This article contains some spoilers related to the first three seasons of Girls.
HBO’s popular show Girls is returning to the air with its fourth season on Sunday, with each of its central female millennials facing some big decisions and crisis leftover from the end of season three. The show hit a nerve with the zeitgeist when it premiered in 2012 and made an instant celebrity out of writer and star Lena Dunham, who has gone on to be an important feminist voice on television and in media since her rise to fame.
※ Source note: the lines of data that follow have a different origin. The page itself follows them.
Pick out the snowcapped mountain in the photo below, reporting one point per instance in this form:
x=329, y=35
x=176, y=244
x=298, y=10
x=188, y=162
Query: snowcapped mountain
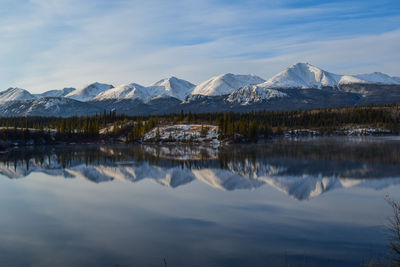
x=288, y=90
x=14, y=94
x=170, y=87
x=48, y=106
x=127, y=91
x=56, y=93
x=254, y=94
x=304, y=75
x=173, y=87
x=225, y=84
x=378, y=77
x=89, y=92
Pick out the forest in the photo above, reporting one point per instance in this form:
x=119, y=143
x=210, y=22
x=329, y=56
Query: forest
x=239, y=127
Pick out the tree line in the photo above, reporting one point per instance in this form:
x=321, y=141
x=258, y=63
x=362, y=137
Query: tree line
x=236, y=126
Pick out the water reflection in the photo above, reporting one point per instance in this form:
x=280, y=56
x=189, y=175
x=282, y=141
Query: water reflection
x=301, y=169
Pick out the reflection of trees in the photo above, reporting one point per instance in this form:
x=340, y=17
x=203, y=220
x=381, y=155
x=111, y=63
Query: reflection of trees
x=394, y=229
x=323, y=157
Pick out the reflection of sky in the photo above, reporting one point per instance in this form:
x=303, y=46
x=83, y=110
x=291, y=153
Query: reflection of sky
x=48, y=221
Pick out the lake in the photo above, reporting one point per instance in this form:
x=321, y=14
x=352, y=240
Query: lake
x=306, y=202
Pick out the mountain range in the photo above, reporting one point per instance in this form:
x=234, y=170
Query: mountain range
x=300, y=86
x=301, y=179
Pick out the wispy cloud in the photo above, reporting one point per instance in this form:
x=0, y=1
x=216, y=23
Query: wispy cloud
x=49, y=44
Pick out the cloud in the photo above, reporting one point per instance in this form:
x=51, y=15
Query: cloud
x=71, y=43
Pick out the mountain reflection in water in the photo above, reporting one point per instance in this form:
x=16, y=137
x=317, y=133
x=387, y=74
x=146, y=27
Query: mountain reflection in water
x=301, y=169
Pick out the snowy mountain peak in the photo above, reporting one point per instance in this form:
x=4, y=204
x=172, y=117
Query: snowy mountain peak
x=303, y=75
x=89, y=92
x=56, y=93
x=15, y=93
x=173, y=87
x=127, y=91
x=254, y=94
x=378, y=77
x=225, y=84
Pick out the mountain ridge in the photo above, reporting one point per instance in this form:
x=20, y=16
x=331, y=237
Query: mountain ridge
x=300, y=86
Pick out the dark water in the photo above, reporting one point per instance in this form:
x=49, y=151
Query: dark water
x=288, y=203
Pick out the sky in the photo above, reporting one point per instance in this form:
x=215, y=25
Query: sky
x=52, y=44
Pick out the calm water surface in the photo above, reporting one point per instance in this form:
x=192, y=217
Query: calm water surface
x=299, y=203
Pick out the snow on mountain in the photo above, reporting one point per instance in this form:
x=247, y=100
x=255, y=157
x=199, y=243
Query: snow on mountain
x=56, y=93
x=13, y=94
x=253, y=94
x=378, y=77
x=127, y=91
x=174, y=87
x=225, y=84
x=89, y=92
x=304, y=75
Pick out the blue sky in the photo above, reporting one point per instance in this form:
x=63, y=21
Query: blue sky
x=50, y=44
Girls follows the lives of a group of close-knit 20-somethings living in Brooklyn, New York, and many of the storylines are based on real life experiences Dunham has had. The show has received acclaim for its authenticity, portraying real female experience and often unlikeable female characters when those things aren’t often seen on television. The show wasn’t without its critics, however, who pointed out the huge amounts of privilege allowing those characters to live the way they do. The series focuses on a main group of four close friends who though they are very different regarding their interests and personalities band together to help each other through the inevitable mistakes that are made during early adulthood.
We already know from the Season 4 trailer that in the new season Dunham’s character Hanna has gone to creative writing graduate school in Iowa, Marnie is still trying to pursue her music career while navigating a tricky romantic situation, and Shoshanna is dealing with the harsh realities of trying to find a job just after graduating from NYU.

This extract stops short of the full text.